Shows the limitations of what is computable
How to show that something is impossible:
- We’ve seen that this can be done using arguments by contradiction.
- But, to show that there is no computable / algorithmic solution for certain problems, we
need to specify what counts as an computation / algorithm. - Once we have settled this, we can use it to derive contradictions. . .
What can a TM do when stated on a given input x?
They can
1. halt / terminate: TM( x ) ↓
2. loop / run forever: TM( x ) ↑
How are TM recursively enumerable?
Only consists of a finite sequence of sumbols from a finite alphabet, they can be enumerated
(1) Assign them unique Godel numbers then list them in order of these numbers
(2) Try to come up with a way to generate all TMs
What is the Halting Set?
Given an emuration T0, T1, T2, … of TM, define the follow set of natural numbers: K
K is the set of indices of TM that halts if the input of their own index in the enumeration. The HALTING set
Note: T2(5) means that it is TM 2 running input 5
What is the big question (with the Halting Problem)?
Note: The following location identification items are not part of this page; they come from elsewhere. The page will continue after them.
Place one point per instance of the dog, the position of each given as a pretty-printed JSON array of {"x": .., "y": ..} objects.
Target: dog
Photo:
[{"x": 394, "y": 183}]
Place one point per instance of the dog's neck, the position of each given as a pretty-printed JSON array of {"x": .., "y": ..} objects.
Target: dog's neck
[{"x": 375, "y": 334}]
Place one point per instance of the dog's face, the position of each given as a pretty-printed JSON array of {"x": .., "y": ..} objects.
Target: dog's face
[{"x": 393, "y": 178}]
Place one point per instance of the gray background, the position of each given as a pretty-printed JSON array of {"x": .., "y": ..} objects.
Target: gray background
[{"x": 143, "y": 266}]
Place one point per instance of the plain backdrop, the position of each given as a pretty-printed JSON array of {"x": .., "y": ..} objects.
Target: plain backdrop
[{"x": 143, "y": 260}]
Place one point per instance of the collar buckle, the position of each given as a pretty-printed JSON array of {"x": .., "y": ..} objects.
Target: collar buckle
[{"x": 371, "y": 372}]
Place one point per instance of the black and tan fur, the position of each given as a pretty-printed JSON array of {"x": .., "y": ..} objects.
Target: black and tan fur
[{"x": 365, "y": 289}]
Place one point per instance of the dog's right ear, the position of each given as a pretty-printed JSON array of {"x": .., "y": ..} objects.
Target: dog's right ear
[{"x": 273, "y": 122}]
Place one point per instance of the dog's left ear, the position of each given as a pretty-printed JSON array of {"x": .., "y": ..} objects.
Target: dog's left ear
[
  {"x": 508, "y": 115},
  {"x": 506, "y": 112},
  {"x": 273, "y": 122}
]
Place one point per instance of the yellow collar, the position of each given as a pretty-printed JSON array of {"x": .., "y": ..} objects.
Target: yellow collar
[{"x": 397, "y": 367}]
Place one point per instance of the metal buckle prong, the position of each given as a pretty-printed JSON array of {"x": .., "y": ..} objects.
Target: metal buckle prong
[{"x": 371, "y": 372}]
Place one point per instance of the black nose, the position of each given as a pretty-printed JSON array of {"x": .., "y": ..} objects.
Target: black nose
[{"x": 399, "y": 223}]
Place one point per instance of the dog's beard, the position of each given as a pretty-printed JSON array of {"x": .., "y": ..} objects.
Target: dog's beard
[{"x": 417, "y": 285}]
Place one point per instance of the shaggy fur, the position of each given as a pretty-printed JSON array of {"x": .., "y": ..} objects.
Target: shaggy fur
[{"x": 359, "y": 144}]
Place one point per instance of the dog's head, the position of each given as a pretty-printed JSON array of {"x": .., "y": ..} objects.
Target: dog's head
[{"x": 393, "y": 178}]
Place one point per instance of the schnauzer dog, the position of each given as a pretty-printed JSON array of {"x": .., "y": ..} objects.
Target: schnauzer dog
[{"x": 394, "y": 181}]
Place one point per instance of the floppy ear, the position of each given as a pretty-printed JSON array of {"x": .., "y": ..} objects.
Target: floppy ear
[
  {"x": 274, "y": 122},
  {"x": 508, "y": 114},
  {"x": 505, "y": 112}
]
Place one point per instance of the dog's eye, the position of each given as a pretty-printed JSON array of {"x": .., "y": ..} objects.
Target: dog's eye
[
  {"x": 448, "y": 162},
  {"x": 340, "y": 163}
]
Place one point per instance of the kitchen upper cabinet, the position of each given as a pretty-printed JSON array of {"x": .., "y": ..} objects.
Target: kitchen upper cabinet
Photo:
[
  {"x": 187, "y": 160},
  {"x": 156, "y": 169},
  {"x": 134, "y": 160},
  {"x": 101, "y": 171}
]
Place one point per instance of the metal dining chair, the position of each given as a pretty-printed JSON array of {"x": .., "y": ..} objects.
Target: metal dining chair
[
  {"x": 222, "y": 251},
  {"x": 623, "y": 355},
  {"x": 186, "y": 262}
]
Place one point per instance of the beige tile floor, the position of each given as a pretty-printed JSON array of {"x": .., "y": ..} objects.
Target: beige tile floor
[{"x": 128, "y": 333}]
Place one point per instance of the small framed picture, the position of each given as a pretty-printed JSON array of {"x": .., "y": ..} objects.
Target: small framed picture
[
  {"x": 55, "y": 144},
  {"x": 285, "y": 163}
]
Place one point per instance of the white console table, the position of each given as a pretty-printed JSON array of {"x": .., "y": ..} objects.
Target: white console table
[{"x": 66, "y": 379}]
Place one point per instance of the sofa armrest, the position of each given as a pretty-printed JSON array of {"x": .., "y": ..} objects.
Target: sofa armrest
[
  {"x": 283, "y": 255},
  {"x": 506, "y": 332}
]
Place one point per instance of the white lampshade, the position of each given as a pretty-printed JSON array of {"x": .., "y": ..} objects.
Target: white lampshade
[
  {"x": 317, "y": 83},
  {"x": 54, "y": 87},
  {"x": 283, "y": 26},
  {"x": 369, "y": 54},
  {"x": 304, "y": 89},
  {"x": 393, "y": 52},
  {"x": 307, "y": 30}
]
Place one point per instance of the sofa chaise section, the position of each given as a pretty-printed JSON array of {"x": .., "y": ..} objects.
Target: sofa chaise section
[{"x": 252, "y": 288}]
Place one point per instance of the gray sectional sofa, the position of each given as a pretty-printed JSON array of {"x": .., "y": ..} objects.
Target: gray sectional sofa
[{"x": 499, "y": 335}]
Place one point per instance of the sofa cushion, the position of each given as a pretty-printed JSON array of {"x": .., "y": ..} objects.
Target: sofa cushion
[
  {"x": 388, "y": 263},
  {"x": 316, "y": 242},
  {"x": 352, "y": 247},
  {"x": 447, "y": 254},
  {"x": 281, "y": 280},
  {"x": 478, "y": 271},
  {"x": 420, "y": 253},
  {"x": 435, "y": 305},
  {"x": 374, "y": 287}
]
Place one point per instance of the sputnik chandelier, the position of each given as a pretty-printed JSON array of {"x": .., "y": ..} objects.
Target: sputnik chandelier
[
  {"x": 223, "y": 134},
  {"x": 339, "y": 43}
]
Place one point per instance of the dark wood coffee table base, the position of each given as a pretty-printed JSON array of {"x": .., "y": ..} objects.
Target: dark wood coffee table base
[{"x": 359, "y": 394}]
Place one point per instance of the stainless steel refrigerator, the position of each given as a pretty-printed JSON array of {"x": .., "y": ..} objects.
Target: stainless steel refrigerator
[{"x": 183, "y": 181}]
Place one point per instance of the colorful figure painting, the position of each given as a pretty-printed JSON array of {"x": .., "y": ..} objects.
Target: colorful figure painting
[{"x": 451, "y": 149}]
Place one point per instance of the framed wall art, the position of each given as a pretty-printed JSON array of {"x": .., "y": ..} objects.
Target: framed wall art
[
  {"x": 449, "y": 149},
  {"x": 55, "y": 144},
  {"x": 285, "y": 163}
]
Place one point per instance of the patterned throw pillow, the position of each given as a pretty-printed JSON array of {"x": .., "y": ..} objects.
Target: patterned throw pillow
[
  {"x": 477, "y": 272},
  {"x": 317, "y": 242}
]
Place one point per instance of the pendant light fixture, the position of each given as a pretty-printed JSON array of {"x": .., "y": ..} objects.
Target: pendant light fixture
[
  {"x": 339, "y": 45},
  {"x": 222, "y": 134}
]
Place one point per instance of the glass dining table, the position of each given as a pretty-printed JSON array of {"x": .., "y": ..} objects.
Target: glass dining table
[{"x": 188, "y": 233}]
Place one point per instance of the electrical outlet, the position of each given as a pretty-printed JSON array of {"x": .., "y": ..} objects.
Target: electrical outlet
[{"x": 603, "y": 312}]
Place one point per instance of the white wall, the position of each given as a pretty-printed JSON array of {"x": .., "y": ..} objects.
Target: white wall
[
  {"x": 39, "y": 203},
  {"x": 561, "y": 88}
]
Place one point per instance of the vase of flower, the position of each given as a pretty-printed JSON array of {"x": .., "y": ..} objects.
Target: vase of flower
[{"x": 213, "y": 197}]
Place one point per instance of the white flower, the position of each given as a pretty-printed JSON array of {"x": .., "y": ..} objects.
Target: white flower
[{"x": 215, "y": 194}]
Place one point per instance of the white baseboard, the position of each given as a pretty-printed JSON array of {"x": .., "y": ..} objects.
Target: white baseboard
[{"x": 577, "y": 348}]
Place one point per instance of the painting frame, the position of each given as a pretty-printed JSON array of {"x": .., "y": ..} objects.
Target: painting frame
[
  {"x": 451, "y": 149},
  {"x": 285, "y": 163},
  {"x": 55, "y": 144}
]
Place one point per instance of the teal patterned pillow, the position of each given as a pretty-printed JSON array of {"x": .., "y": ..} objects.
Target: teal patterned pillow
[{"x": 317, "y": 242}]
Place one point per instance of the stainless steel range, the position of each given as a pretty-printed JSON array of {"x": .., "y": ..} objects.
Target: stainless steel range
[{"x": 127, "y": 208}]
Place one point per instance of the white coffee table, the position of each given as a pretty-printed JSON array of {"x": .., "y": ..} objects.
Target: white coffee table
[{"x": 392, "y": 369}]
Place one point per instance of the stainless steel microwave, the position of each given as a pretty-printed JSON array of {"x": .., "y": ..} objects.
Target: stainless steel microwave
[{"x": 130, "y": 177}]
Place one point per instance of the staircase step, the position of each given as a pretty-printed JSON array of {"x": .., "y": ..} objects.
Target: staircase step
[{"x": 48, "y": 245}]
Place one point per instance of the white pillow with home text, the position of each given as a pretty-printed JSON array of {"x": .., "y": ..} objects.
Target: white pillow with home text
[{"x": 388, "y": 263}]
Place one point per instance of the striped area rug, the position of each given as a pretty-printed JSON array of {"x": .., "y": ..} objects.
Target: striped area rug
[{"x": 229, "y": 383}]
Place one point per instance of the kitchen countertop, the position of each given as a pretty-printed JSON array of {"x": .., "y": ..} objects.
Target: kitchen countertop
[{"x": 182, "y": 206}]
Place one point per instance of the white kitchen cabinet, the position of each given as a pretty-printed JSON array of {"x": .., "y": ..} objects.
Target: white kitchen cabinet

Can you find a TM that decides for each number x ∃ ℕ, whether x ∃ K or x ∄ K?
Conclusion of the Halting Problem
And diagonization proof (by contradiction).
Claim: set K of natural numbers cannot be decided by a TM
Assumption: (for the sake of contradiction) There a exists a TM that decides the set K
Conclusion: There is no TM that decides for each number x ∃ ℕ, whether x ∃ K or x ∄ K
The Halting Problem is not computable by n TM.
By Turing’s Thesis, it is uncomputable
How can the set K be enumerated, by dovetailing?
Structure of a proof by diagonalization:
- Assume a claim about certain things.
- Make a list of all these things (the ‘table’).
- Define a new thing (of the same kind) using all the elements in this list.
- Derive a contradiction from the fact that this thing itself should be in the list.